Krill or be Krilled: Being on the Ocean’s Food Chain

The ocean’s food chain is illustrative of the fact that all the ocean’s creatures have a purpose. Because all the ocean’s creatures have a purpose, this means that all the other creatures that depend on them for survival, as food, can survive. In the ocean’s ecosystem, the relationship between predator and prey is one that keeps life in general in the ocean in balance. In the ocean’s ecosystem, the food chain consists of predator and prey that depend on each other for survival. Everything has an impact on everything else in the ocean’s ecosystem, and it is helpful to think of this as a snowball effect. The hierarchy of life, or biological organization, is the complex biological systems and structures’ hierarchy that defines life; in underwater ecosystems, this refers to cellular-level objects like the atom, all the way up to multicellular creatures like fish and mammals and the whole ocean itself as the ecosystem.

Antarctic Underwater Ecosystems

In the Antarctic underwater ecosystem, there is a whole host of life teeming beneath the surface of that environment. In this underwater environment, the examples of underwater life can be very small, just as they can be very big. Tiny creatures in this environment include zooplankton and phytoplankton, which are organisms that drift in fresh water, seas and oceans and photosynthesizing organisms inhabiting the sunlit layer of nearly all oceans, respectively. Zooplankton gets its nutrients by way of consuming and then processing other small organisms like phytoplankton, while phytoplankton gets its nutrients by the process of photosynthesis, which explains its need to stay near the top surface of the water to absorb the sunlight.
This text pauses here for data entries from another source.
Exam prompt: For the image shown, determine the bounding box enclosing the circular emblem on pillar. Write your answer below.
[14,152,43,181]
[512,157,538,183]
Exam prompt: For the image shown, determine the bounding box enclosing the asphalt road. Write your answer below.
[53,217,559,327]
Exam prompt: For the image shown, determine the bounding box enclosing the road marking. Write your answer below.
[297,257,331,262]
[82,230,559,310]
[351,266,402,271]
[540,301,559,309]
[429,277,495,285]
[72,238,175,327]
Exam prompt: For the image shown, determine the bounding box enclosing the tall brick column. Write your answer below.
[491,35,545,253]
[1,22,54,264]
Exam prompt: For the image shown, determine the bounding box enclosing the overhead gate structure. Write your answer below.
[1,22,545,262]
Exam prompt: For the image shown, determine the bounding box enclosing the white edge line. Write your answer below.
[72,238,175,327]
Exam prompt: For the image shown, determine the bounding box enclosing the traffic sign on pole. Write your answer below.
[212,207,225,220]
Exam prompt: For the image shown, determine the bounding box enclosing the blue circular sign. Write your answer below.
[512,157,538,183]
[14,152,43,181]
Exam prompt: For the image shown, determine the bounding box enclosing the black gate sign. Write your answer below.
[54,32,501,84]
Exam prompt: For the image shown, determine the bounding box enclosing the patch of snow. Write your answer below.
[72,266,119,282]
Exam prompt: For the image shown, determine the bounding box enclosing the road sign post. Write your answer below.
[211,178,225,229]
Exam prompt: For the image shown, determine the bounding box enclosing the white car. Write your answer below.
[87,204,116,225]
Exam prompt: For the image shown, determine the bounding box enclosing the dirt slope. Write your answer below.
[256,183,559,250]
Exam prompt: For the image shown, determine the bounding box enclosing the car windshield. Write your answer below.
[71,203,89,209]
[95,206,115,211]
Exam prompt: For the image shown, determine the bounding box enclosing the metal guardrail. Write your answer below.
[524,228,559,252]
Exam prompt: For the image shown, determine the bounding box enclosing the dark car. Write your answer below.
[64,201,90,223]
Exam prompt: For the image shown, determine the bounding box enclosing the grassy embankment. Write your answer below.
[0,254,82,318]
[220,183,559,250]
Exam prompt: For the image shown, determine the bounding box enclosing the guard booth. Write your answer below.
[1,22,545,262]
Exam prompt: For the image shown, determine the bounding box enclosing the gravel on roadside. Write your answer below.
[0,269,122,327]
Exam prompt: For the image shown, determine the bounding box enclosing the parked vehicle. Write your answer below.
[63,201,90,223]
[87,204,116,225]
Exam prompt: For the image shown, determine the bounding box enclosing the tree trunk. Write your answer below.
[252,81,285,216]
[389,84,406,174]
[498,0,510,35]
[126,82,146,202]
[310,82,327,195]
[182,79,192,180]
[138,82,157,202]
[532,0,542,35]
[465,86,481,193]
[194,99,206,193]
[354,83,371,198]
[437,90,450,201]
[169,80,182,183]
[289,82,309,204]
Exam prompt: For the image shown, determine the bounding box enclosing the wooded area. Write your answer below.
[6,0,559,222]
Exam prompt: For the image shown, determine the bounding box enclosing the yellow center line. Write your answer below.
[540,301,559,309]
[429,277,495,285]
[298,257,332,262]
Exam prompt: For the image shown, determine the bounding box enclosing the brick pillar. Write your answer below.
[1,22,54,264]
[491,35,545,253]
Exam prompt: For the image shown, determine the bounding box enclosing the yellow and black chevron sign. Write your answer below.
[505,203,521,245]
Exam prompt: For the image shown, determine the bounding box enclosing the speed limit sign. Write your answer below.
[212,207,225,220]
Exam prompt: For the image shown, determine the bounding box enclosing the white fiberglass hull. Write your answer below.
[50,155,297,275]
Antarctic krill is a type of krill that is found in the Southern Ocean’s Antarctic waters. Antarctic krill feeds on various kinds of plankton, one of which is phytoplankton. Competitors of krill, with regards to feeding on plankton, include mammals such as the baleen whales. Other animals in this environment, such as penguins, seals and fish, are examples of bigger creatures that rely on krill as a food source. Various kinds of sharks are predators that in turn feed on seals, fish and penguins.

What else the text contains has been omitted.